Morbidity and Mortality:

In contrast to other cancers, thyroid cancer is almost always curable. Most thyroid cancers grow slowly and are associated with a very favorable prognosis. The mean survival rate after 10 years is higher than 90% and is 100% in very young patients with minimal non-metastatic disease.
•Distant spread (i.e. to lungs or bones) is very uncommon.
•The mean mortality rate is 1.5% for females and 1.4% for males.

The 5-year relative survival rates by stage of diagnosis are provided below13:
•All stages: 96.7%
•Local: 99.7%
•Regional: 96.9%
•Distant: 56%

Signs and Symptoms:

Many cases of papillary thyroid cancer are subclinical. The most common presentation is an asymptomatic thyroid mass or a nodule that can be felt in the neck. If a thyroid lump has developed recently, obtain a history regarding every prior exposure to ionizing radiation and the lifetime duration of the radiation exposure. Also consider a family history of thyroid cancer.

Some patients have persistent cough, difficulty breathing, or difficulty swallowing. Other symptoms like pain, stridor, vocal cord paralysis, hemoptysis, rapid enlargement are rare. At the time of diagnosis, 10-15% of patients have distant metastases to the bones and lungs. 

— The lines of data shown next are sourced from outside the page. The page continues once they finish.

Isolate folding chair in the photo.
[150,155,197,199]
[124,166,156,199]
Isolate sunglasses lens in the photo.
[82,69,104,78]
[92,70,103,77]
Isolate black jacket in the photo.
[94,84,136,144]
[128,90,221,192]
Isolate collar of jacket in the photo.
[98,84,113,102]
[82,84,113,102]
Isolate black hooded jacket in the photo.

On examination there is a palpable, firm, painless and non-tender nodule in the thyroid area. With thyroid palpation, a usually solitary nodule that has a hard consistency, an average size of less than 5 cm, and ill-defined borders can be felt. This nodule is fixed in respect to surrounding tissues and moves with the trachea at swallowing. Signs of hyperthyroidism or hypothyroidism are usually not observed.

Laboratory Investigations:

Higher-than-normal levels of thyroxine, triiodothyronine, and thyroid-stimulating hormone may indicate thyroid cancer.
Evaluate serum levels of thyroglobulin, calcium, and calcitonin.
Serum level of carcinoembryonic antigen (CEA) may be helpful. 
TSH suppression test - When exogenous thyroid hormone feeds back to the pituitary to decrease the production of TSH, thyroid nodules that continue to enlarge are likely to be malignant. Postoperatively, the test is useful for monitoring papillary thyroid cancer cases.

Imaging Studies:

Chest radiography, CT scanning, and MRI are not usually used in the initial workup of a thyroid nodule. These tests are second-level diagnostic tools and are useful in preoperative patient assessment.

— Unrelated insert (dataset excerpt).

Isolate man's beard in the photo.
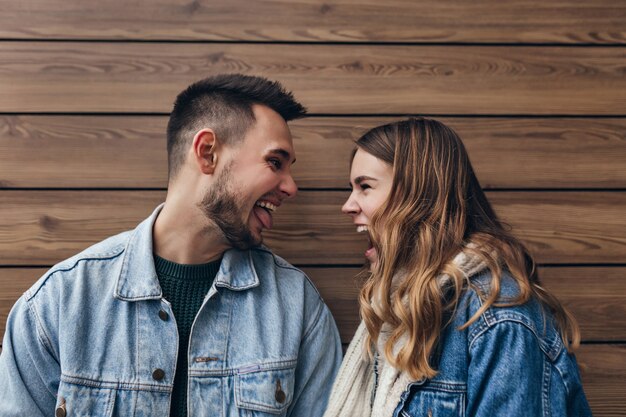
[199,162,263,250]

Ultrasonography is the most sensitive procedure for identifying thyroid lesions and for determining the size of a nodule (2-3 mm). It is also useful for localizing lesions when a nodule is difficult to palpate or is deeply seated, and can help determine if a lesion is solid or cystic and can help detect the presence of calcifications. The accuracy rate of ultrasonography in categorizing nodules as solid, cystic, or mixed is near 90%. 

Doppler studies may provide important information about the vascular pattern and the velocimetric parameters. 

Thyroid scanning performed with radioactive iodine (iodine I 131 or iodine I 123) was the initial diagnostic procedure of choice for a thyroid evaluation. However, the procedure is not as sensitive or specific as FNAB for distinguishing benign nodules from malignant nodules. In more than 90% of cases, clearly benign nodules appear as hot nodules, whereas malignant nodules 

Diagnostic Procedure:

Fine needle aspiration biopsy (FNAB) is considered the best first-line diagnostic procedure for a thyroid nodule. FNAB is a safe and minimally invasive procedure. The sensitivity of the procedure is near 80%, the specificity is near 100%, and errors can be diminished using ultrasonographic guidance.